Cognitive Behavioural Therapy (CBT)
Cognitive Behavioural Therapy (CBT) is the gold-standard, evidence-based talk therapy that helps you recognise and change the unhelpful patterns of thinking and behaviour that keep anxiety and low mood going.
What is Cognitive Behavioural Therapy?
CBT is a structured, present-focused, collaborative therapy built on a simple idea: our thoughts, feelings, and behaviours are all connected. By working on the parts we can change — how we think and what we do — we can shift how we feel. It has decades of research behind it and is a recommended first-line treatment for many anxiety and mood disorders.
How does CBT work?
Together we map the cycles that keep you stuck — the situations, automatic thoughts, emotions, and responses — and then test and update them. You learn practical skills like spotting thinking traps, weighing the evidence for anxious predictions, and gradually changing avoidance, with between-session practice to make the gains stick.
What does CBT help with?
CBT is effective for generalised anxiety, panic, social anxiety, OCD, health anxiety, depression, and stress. It’s also the foundation the other approaches here build on — ACT, ERP, the Unified Protocol and CFT are all part of, or evolutions of, the broader CBT family.
What it feels like in session
Sessions are active, structured, and goal-oriented, with a clear focus and skills you can use right away. You’re an active collaborator — we set the agenda together and track what’s working.
What CBT can help with
- Anxiety, panic and worry
- Low mood and depression
- Unhelpful thinking patterns ("thinking traps")
- Stress and avoidance
Frequently asked questions
Is CBT evidence-based?
Yes. CBT is one of the most extensively researched psychotherapies and is recommended as a first-line treatment for many anxiety and mood disorders by major clinical guidelines.
How is CBT different from the other approaches you use?
CBT is the foundation. Approaches like ACT, ERP, the Unified Protocol and Compassion-Focused Therapy are part of — or third-wave evolutions of — the CBT family, each adding a particular focus. I draw on whichever best fits your goals.
How long does CBT take?
CBT is typically time-limited and focused.
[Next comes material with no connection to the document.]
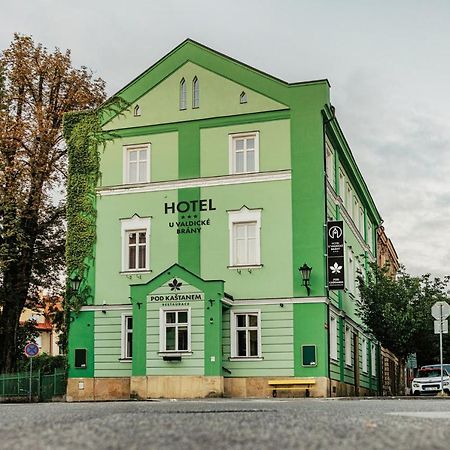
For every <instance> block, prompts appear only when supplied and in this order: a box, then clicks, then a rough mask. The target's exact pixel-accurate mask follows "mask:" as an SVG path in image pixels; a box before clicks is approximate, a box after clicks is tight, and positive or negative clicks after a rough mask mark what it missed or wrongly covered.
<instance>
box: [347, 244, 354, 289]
mask: <svg viewBox="0 0 450 450" xmlns="http://www.w3.org/2000/svg"><path fill="white" fill-rule="evenodd" d="M347 259H348V268H347V271H346V273H347V286H348V291H349V292H350V294H354V293H355V256H354V254H353V251H352V249H351V248H350V247H348V249H347Z"/></svg>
Many people notice meaningful change within a structured course of weekly sessions, though it varies with goals and history.
Selected clinical references
This approach is informed by established clinical research and treatment guidelines, including:
- Beck, A. T., Rush, A. J., Shaw, B. F., & Emery, G. (1979). Cognitive Therapy of Depression.
- Hofmann, S. G., Asnaani, A., Vonk, I. J. J., Sawyer, A. T., & Fang, A. (2012). The efficacy of cognitive behavioral therapy: A review of meta-analyses.
- NICE. Cognitive behavioural therapy is recommended as a first-line treatment across UK anxiety and depression guidelines.